先日のBuild 2013カンファレンスで,Microsoft ResearchのJames McCaffrey博士が,ニューラルネットワークを紹介する面白い講演を行った。タイトルでは"Visual Stduioを使ったニューラルネットワーク開発"とVisual Studio(VS)に限定しているが,実際はニューラルネットワーク(Neural Networks/NN)について学びたいと思う開発者すべてを対象とした内容である。博士は数学者だが,この興味深いプレゼンテーションでは,コンピュータサイエンスのバックグラウンドを持つ開発者を対象としている。

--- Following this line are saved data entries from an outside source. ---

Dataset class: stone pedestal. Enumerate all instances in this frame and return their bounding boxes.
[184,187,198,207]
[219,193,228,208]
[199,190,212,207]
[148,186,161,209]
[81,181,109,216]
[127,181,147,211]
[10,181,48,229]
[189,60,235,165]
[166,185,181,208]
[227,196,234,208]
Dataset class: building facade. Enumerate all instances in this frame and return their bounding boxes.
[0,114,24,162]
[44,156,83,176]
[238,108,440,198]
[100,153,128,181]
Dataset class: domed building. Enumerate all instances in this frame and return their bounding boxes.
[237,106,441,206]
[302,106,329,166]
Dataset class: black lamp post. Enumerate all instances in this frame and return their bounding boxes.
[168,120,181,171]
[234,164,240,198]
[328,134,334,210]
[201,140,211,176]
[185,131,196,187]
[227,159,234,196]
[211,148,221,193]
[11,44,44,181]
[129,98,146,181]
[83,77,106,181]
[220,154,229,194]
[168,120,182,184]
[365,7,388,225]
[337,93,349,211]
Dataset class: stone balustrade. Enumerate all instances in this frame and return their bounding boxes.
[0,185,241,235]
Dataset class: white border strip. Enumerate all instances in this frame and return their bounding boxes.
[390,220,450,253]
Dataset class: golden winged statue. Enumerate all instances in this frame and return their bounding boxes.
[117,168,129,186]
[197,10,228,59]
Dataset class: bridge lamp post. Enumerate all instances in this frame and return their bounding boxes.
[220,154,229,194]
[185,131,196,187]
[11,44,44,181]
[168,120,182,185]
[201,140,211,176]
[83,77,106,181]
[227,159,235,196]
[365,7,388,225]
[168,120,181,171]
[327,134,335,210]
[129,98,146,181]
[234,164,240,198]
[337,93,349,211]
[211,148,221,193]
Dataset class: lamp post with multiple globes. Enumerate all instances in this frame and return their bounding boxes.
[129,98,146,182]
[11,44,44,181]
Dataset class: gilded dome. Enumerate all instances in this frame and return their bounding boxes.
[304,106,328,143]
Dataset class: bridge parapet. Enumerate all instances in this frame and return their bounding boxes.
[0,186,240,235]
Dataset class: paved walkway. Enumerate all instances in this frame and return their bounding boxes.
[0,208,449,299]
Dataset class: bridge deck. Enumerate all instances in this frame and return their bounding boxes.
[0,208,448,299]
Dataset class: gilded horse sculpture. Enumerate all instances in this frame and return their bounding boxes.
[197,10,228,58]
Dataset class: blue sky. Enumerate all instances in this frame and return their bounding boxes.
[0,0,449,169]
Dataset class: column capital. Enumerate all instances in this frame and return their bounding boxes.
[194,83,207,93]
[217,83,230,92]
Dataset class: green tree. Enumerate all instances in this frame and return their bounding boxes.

博士のアプローチは,ニューラルネットワークの概念への入門として役立つものだ。受講することによって,さらなる学習のための基礎の確立が期待できる。講演は,博士の提示するサンプル問題を中心として行われる。取り上げられた問題は,年齢や収入,性別,宗教をベースとして,個人の政治的指向を予測する,というものだ。フォローが簡単であること,NNを用いた実践的アプリケーション例であること,という2つの点から,このアプローチは有効なものだった。
講演の中で博士は,ニューラルネットワークを活用するための7つの中核概念,と自身が呼ぶものに言及している。
- フィードフォワード
- アクティベーション
- データのエンコーディング
- エラー
- トレーニング
- フリーパラメータ
- 過剰適合
博士の観察によれば,ニューラルネットワークの初学者の多くは,信頼できる資料の欠如という壁に突き当たっているという。この問題に対して博士は,信頼に値する情報ソースと自身が認めたものをリストアップすることで対処を図っている。テーマに対する博士の熱意は明白だ。しかしその一方で,NNベースのアプローチの強みと弱みを併記することによって,博士はこのようなリアクションを抑制もしている。さらにはニューラルネットワークの代案を6つ挙げた上で,解決すべき問題に基づくにはこれらの方が適しているかも知れない,という説明も加えている。
講演の最後に博士は,聴講者が実験を継続できるように,実際に動作するC#コードをニューラルネットワークのサンプルとして提供している。この例では,機械学習プログラムでは一般的なアヤメの計測値(Iris flower data set)を使用する。(ただし筆者の入手したコピーでは,プログラムをコンパイルするため,756行にセミコロンを追加しなければならなかった。)McCaffrey博士は4月のMicrosoft Management Summitでも同様のプレゼンテーションを行っているが,Buildで行ったものはそのスーパーセットと言ってよいだろう。一見の価値がある。